August seems to be shaping up as the Month of Musical Heroines! Today we look at Lili Boulanger (Marie-Juliette Olga Lili Boulanger), born on August 21, 1893.

Lili was a child prodigy, born in Paris to a very musical fmaily--her older sister Nadia became a composer and composition teacher, her mother Raissa Myshetskaya was a Russian noblewoman who married her Paris Conservatoire teacher Ernest Boulanger (who was 77 when Lili was born, and died in 1899), and her grandparents were cellists and singers. Lili started going with her sister to classes at the Conservatoire when she was only 5, sitting in on music theory lectures and learning the play the organ as well as singing, piano, violin, cello, and harp (was there an instrument she couldn't play???). She was encouraged by her family and their circle of musical friends (including Faure), and at only age 19, in 1912, she competed in the prestigious Prix de Rome (though had to withdraw early because of illness).

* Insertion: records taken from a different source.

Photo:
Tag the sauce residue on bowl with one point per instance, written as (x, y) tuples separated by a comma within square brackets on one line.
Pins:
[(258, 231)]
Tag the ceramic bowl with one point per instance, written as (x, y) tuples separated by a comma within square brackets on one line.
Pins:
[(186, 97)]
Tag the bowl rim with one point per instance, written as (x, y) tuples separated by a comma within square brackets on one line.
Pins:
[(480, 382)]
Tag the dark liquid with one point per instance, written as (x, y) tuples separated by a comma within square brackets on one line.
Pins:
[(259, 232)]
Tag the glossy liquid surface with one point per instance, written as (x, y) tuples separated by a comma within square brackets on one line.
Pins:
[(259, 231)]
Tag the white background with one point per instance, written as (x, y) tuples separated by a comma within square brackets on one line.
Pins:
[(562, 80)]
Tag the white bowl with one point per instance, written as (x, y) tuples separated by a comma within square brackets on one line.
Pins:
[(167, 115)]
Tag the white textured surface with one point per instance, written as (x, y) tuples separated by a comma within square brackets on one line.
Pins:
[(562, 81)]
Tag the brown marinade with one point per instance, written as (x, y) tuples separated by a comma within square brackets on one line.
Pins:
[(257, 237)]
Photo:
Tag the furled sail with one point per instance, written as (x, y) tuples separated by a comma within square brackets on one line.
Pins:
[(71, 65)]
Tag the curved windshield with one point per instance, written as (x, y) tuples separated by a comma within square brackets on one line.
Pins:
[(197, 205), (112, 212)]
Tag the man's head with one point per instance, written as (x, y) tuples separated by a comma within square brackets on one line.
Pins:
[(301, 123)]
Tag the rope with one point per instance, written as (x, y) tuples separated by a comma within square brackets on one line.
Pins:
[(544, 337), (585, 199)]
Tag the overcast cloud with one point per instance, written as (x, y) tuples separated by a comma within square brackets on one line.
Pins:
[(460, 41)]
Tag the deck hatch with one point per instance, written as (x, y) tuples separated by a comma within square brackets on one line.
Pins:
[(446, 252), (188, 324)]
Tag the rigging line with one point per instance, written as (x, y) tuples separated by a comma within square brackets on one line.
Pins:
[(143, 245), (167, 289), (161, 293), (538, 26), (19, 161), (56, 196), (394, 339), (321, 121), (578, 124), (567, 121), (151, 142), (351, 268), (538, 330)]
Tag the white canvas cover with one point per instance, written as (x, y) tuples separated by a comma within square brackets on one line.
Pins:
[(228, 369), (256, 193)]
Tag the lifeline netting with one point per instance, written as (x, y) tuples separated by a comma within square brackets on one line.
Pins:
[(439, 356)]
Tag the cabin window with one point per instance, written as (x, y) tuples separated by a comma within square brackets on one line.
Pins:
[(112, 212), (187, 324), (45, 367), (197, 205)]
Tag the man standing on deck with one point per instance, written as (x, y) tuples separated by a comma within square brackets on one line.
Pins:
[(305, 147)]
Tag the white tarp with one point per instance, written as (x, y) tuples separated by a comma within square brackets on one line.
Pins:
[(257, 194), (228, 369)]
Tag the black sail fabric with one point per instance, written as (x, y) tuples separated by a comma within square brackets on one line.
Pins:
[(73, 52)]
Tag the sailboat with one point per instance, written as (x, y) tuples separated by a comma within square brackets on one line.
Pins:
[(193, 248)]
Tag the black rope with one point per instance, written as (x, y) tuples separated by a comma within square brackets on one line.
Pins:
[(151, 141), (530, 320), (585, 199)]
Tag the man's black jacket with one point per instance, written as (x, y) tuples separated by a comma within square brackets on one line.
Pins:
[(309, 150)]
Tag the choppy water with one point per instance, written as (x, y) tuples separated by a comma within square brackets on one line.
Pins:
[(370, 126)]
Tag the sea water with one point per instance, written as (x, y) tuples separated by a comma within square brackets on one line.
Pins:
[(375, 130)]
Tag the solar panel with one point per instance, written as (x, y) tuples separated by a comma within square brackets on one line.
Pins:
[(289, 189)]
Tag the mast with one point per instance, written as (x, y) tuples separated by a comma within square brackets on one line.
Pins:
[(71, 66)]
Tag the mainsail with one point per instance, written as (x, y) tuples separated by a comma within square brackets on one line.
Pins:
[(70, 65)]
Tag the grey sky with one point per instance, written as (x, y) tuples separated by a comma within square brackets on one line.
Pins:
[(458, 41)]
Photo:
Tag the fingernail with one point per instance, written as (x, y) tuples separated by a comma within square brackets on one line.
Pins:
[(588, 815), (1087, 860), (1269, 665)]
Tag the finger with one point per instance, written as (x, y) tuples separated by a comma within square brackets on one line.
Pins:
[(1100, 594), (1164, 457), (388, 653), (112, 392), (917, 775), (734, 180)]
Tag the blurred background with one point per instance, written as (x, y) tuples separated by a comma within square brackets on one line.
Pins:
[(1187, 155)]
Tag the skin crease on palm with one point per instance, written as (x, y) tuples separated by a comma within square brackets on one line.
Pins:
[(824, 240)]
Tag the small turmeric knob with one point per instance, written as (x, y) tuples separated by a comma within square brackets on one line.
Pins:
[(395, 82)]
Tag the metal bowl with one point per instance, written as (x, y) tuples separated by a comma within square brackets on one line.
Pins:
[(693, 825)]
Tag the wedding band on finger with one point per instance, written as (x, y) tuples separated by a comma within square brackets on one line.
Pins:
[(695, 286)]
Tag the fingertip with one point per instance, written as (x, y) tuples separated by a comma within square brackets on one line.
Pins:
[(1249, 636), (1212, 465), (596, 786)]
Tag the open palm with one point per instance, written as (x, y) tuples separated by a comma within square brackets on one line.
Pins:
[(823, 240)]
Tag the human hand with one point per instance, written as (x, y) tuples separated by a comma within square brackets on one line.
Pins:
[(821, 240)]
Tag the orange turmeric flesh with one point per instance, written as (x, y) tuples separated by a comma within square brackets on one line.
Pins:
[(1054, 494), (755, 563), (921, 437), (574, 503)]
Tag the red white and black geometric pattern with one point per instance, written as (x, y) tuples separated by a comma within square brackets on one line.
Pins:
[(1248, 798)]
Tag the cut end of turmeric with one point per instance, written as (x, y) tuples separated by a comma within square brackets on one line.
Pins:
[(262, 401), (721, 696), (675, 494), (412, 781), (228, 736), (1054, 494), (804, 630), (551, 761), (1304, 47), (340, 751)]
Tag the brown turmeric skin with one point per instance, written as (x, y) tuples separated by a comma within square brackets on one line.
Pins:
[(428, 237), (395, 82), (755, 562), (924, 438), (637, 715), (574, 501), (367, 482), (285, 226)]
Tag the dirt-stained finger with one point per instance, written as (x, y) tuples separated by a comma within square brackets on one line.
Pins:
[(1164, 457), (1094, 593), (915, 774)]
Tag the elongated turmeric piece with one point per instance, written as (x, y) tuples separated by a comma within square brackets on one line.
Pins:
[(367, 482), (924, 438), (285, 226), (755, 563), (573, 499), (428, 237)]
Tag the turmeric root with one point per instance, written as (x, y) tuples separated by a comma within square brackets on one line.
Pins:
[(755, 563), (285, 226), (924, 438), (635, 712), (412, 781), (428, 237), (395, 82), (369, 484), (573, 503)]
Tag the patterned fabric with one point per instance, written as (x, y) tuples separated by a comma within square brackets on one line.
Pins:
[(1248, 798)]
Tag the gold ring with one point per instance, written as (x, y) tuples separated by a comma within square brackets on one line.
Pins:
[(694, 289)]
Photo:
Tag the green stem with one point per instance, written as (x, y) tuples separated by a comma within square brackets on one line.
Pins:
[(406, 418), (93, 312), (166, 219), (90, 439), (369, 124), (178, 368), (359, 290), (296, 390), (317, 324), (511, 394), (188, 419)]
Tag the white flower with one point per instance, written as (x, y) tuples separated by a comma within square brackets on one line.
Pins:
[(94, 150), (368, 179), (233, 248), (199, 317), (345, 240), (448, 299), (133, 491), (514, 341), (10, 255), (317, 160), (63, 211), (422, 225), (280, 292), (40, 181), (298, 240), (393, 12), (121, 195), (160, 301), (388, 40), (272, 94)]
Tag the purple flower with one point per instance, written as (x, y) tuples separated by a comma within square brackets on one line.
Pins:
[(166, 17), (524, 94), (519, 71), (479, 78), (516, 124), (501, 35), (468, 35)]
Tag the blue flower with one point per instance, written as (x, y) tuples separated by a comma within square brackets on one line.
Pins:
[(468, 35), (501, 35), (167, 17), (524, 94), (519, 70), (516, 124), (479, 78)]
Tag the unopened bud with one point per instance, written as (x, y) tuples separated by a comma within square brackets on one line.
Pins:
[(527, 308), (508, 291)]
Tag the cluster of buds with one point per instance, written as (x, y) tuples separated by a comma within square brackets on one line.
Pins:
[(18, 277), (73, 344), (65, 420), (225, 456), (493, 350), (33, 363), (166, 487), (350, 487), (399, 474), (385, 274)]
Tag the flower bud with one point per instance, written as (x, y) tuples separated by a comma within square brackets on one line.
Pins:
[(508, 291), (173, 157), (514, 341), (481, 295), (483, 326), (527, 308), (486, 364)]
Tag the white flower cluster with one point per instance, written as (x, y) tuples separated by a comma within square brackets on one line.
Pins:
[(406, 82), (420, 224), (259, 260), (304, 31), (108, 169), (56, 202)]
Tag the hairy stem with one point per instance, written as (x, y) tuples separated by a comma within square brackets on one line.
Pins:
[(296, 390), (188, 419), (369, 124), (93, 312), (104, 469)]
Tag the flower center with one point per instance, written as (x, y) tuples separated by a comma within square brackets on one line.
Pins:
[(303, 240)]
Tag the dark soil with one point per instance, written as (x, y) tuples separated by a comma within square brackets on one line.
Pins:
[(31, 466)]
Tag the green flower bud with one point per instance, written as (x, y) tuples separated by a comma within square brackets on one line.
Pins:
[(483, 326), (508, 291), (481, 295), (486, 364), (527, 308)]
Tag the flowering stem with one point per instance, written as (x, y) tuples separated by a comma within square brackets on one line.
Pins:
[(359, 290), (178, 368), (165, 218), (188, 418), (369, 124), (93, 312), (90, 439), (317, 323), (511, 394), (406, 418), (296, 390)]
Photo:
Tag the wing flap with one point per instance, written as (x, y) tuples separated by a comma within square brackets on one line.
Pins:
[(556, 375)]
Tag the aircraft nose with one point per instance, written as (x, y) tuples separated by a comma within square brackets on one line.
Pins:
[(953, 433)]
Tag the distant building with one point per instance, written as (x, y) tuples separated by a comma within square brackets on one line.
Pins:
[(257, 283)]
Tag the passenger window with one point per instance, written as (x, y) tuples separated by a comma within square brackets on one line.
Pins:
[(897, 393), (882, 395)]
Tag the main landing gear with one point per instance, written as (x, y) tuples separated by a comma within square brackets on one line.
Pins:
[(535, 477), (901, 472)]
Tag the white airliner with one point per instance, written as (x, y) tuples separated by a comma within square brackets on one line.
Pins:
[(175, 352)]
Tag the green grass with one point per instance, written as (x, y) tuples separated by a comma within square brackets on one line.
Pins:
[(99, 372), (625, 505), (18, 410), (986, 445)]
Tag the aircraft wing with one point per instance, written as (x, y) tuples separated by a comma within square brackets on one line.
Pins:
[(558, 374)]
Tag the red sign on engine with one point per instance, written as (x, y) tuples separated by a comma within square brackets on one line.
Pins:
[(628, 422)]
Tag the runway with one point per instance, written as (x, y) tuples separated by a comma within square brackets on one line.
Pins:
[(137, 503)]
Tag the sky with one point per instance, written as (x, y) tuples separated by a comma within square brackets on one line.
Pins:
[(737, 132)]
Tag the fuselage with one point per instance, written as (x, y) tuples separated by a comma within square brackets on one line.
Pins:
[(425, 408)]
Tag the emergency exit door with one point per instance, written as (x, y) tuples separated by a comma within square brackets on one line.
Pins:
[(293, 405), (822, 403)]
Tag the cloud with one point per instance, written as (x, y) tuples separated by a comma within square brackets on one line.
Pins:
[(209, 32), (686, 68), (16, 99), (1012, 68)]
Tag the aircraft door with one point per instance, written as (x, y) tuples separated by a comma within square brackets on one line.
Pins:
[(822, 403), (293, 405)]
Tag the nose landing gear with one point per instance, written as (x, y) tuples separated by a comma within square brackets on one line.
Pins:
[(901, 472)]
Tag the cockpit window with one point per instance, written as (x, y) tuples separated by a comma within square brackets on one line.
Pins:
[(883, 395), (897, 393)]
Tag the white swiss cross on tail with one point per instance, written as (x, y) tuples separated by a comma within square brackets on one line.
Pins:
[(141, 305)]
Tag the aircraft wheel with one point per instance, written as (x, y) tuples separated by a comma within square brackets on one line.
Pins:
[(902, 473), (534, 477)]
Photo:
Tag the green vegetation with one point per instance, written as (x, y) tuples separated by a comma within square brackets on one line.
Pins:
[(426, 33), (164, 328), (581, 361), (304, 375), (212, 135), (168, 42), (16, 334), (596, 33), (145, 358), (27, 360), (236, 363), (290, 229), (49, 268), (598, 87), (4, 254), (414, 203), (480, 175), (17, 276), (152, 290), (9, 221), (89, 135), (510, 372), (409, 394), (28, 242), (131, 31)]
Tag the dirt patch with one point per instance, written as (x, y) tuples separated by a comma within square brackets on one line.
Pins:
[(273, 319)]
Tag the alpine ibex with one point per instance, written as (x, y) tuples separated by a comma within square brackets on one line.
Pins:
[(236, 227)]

The next year she went on to win the Prix de Rome for her composition titled Faust et Helene, becoming the very first female composer to win. She was noted for the "colorful harmony and instrumentation and skillful text setting" of her compositions, which often center on themes of grief and loss. She is considered a great influence on many composers even today.

But her life was interrupted by chronic illness, starting at only the age of 2 with bronchial pneumonia that weakened her system, and intestinal tuberculosis (now called Crohn's Disease) that led to her tragic early death. She didn't let it get in the way of her passion for travel, as she lived in Italy for long periods of time. World War I forced her home to France, where she and Nadia organized efforts to nurse and support soldiers as they returned from battle. She also used this time to finish works previously abandoned and complete some of her most famous pieces, including the beautifully sad Pie Jesu and the opera La princesse Maleine, which remained unfinished.

Lili died at the age of 24 on March 15, 1918 and was buried at the Cimitiere de Montmartre in Paris (her sister was buried next to her when she died in 1979).

The one biography I have of her life is The Life and Works of Lili Boulanger by Leonie Rosentiel. The Boulanger Foundation can be found here, with lots of info on both sisters' lives and work.